76.  Another consequence of the ratification of a new constitution may be the express coping with the past (constitutional) system. For example, Article XII of the Transitional Provisions of the Constitution of Italy orders that it ‘shall be forbidden to reorgani[z]e, under any form whatsoever, the dissolved Fascist party’. The Constitution of Niger grants in its Article 185 an amnesty to the authors, co-authors, and accomplices of the coup d’état of 18 February 2010.

77.  Another example is to declare the day of promulgation the ‘Constitution Day’ and a national holiday, as Article 90 Section 2 of the Constitution of Kazakhstan does. Furthermore; Article 272 of the Constitution of El Salvador says that when the constitution becomes effective, every civil or military functionary must surrender the pledge determined in the constitution.

78.  A connection of the time of the adoption of a constitution and a tied right is the eligibility of the president of the US: according to Article II Section 1 cl. 5 of the US Constitution, no ‘[p]erson except a natural born Citizen, or a Citizen of the United States, at the time of the Adoption of this Constitution, shall be eligible to the Office of President’. This now-obsolete last part of the provision refers explicitly to the moment of the adoption of the constitution.

H.  Conclusion

79.  The ratification of a constitution formalizes the fundamental act of self-determination which is expressed by the establishment of a constitution. Regarding its procedural and formal dimension, the theory of constituent power is materialized in the concrete observation of how the legal applicability of a constitution is operated. The function of the ratification of a constitution is to present the constituent power in its concrete form: the ratification lets the source of constituent power appear by the act of formal validation by ratification. As the legal basis of every future legislative act and the paramount law of the land, the procedure of the ratification constitutes the pouvoir constitué originaire (the original constituted powers) by the pouvoir constituant (the constituent power), which enables the pouvoir constitué derivé (the constituted powers) to produce the law.

80.  This constitutional founding expressed by the ratification of a constitution is a ‘constitutional moment’, a legal second recording the establishment of a new constitutional order. However, it is still a demanding idea to reproduce the genesis of a constitution in a purely positivist way based on the formal process of its approval. As the drafting and ratification of a constitution are not a technical procedure but rather constitute a historical narrative, this approach necessarily has to remain fragmentary. Yet, the fact that most of the modern constitutions came into force in a peaceful and lawful way is remarkable. In contrast, this historical observation does not negate the fact that many constitutions arose after a major event of discontinuity: a war, a secession or an enduring crisis, and a subsequent downfall of a government. As could be observed, for example, in Western Europe after the Second World War, in Eastern Europe after the fall of the Iron Curtain, or in post-apartheid South Africa, in many cases it was the total breakdown of a system that brought new constitutions to life.
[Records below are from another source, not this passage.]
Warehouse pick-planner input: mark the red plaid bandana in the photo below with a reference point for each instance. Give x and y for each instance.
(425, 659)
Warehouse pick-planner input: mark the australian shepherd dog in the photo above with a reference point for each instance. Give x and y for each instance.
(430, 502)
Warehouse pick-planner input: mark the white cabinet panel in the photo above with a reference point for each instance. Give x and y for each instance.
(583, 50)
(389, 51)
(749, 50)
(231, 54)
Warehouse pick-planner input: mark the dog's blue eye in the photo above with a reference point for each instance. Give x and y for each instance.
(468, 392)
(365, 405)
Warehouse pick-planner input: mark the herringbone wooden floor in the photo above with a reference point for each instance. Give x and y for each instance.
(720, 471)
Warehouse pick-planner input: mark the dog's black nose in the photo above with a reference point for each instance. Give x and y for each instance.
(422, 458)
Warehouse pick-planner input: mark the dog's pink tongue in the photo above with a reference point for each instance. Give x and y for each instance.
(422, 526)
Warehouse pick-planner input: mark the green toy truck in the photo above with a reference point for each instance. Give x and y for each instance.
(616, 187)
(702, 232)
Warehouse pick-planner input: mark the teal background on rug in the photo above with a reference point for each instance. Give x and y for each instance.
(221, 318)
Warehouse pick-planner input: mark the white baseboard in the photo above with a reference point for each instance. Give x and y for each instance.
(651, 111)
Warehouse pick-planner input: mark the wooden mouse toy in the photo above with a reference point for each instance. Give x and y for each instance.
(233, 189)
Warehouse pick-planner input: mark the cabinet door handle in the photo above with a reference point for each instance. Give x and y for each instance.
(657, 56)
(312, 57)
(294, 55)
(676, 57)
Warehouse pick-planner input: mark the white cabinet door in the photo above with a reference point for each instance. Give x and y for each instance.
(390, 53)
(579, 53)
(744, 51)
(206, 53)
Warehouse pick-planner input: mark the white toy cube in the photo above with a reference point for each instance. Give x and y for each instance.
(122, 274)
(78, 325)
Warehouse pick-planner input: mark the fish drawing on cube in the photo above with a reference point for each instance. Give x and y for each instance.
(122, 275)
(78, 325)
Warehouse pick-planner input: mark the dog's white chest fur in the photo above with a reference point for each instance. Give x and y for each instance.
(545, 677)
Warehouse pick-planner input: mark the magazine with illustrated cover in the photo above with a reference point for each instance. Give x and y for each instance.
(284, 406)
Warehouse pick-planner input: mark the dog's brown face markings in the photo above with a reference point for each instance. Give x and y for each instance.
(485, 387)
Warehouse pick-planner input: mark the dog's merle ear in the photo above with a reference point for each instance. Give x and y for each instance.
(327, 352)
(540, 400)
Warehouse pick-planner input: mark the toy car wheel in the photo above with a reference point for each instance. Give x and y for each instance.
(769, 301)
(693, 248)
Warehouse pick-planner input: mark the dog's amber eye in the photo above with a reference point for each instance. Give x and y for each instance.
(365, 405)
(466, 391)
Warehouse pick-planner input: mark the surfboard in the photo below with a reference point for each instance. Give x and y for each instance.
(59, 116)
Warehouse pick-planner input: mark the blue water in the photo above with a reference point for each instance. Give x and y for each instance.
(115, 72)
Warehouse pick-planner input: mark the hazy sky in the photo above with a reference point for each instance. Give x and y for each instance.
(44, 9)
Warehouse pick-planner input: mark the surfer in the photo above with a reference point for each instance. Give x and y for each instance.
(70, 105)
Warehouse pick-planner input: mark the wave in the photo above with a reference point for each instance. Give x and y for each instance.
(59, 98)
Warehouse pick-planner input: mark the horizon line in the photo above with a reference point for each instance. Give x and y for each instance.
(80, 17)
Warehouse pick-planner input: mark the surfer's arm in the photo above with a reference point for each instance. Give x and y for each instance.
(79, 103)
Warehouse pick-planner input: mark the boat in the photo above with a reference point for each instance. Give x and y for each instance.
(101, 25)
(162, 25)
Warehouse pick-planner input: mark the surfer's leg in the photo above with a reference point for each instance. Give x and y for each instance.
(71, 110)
81.  In a global comparative view, the procedure of the ratification of a constitution shows, despite its respective historical heterogeneities, some recurring elements. Characteristically, a threefold or tripartite procedural mechanism of the establishment of a constitution is implemented, which is composed as follows: (1) drafting; (2) ratification; and (3) (public) promulgation and entering into force. In this rough-textured pattern, the formality of the process of drafting and ratification is gradually increasing: whereas the ratification and subsequent promulgation consolidate and formulize the incremental genesis of a constitution, the process of drafting is in most of the cases highly in flux.. This virtual timeline visualizes the steps of the ratification procedure as a simplifying scheme for a global comparative view of constitutional foundations.